Moving Data to/from SCG

Globus

When moving large amounts of data, either in size, large counts of small files or both, Globus offers an easy to use web interface, a personal connect client that can be installed on your laptop/desktop or on any system you have access to and provides easy access and security using your Stanford login. The Globus tools can be used to move, copy or sync data and will retry in the background on errors.

Almost all parts of SCG are accessible through Globus, using these collection names & IDs:

SCG Path Name
(UUID)
Sharable?
~ SRCC SCG Home
(2e23906b-0608-45bb-b344-393b8706e862)
No
/labs SRCC SCG Lab Storage
(3257fc54-9071-42fa-88ca-6097b2679b9a)
Yes
/projects SRCC SCG Project Storage
(2a975852-c740-4ff0-b8df-bc66d4888fc9)
Yes
/public SRCC SCG Public
(9299a0f9-06db-4109-910b-d3b590be2440)
Yes
/reference SRCC SCG Reference Data
(670e9ef9-70c9-46df-b213-f878e36cfe72)
No
/storage SRCC SCG Other Storage
(87ab9eb7-a4cb-4bf1-811c-c2cebac2a695)
Yes
/gssc Stanford GSSC Storage
(ce40ee4c-bf06-4847-bd24-f4b41a6f2581)
Yes

(The old SCG Cluster Storage endpoint is now deprecated, and should not be used.)
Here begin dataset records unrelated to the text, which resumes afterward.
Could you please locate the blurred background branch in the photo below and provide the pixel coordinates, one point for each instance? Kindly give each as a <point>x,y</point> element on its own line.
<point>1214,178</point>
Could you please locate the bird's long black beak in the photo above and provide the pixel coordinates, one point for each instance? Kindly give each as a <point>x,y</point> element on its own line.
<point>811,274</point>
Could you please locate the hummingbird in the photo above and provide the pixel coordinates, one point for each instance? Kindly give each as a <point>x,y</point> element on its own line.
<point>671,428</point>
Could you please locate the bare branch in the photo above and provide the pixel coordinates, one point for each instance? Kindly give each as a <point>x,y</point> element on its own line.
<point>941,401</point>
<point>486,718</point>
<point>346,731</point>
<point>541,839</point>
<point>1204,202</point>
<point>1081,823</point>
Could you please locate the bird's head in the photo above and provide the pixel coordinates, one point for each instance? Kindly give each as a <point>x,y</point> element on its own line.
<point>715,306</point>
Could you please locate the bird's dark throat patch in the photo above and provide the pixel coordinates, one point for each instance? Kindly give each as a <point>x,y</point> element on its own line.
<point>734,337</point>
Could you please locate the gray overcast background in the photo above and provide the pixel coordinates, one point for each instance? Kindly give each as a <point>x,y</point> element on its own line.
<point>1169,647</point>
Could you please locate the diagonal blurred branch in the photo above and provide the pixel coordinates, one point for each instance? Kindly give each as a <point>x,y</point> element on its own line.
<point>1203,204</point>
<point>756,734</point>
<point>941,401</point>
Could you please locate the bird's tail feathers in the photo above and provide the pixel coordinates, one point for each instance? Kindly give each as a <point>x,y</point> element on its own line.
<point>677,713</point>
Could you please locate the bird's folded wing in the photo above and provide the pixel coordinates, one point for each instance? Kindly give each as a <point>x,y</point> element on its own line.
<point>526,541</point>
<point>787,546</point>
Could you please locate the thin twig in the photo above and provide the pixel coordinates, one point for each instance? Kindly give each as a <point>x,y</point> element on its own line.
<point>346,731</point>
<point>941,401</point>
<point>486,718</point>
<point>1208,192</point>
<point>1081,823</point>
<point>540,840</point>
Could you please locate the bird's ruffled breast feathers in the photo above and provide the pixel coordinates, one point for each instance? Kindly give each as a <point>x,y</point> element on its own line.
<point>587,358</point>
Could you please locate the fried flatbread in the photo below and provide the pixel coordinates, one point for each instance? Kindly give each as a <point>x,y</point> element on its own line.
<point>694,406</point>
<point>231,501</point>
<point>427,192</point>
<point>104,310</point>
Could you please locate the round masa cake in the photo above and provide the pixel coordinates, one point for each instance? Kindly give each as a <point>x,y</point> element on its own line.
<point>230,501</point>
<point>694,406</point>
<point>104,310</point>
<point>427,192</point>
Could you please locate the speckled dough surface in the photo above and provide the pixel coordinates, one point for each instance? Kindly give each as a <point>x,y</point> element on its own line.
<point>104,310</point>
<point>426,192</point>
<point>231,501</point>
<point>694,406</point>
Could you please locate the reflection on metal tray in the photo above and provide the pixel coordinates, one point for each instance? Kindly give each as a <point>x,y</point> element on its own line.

Collection names above are links. Click the link to be taken to the Globus web app and load the collection. To transfer files, click on the button “Open in File Manager”. To make a share or view your existing shares, click on the “Collections” tab.


SCG OnDemand File App

The SCG OnDemand File App (https://ondemand.scg.stanford.edu/) offers an intuitive interface to navigate SCG storage and upload or download files. It also includes built in tools to view and edit files in the web browser.


Samba

The Samba server at samba.scg.stanford.edu presents SCG storage to Stanford campus networks and VPN and makes it possible to easily mount the storage as a shared drive on your local system. Basic instructions/troubleshooting for each major Operating System are below or you can try this direct link if you are feeling lucky and aren’t using Windows:

Linux

Open a terminal and run kinit SUNeTID@stanford.edu replacing SUNetID with your SUNetID. For example,

griznog@gambusia:~$ kinit griznog@stanford.edu
Password for griznog@stanford.edu: 
griznog@gambusia:~$ klist
Ticket cache: FILE:/tmp/krb5cc_1000
Default principal: griznog@stanford.edu

Valid starting       Expires              Service principal
07/15/2019 13:08:37  07/16/2019 14:08:27  krbtgt/stanford.edu@stanford.edu
  renew until 07/22/2019 13:08:27
  griznog@gambusia:~$ 

In Linux open Nautilus or your distribution’s file manager app and in the path area or under a menu selection like Connect to server... enter

smb://samba.scg.stanford.edu/

and you should be presented with a window displaying the available network shares. The special share labeled with your SUNetID is your SCG $HOME directory.

Mac OS X

Open a terminal and run kinit SUNeTID@stanford.edu replacing SUNetID with your SUNetID.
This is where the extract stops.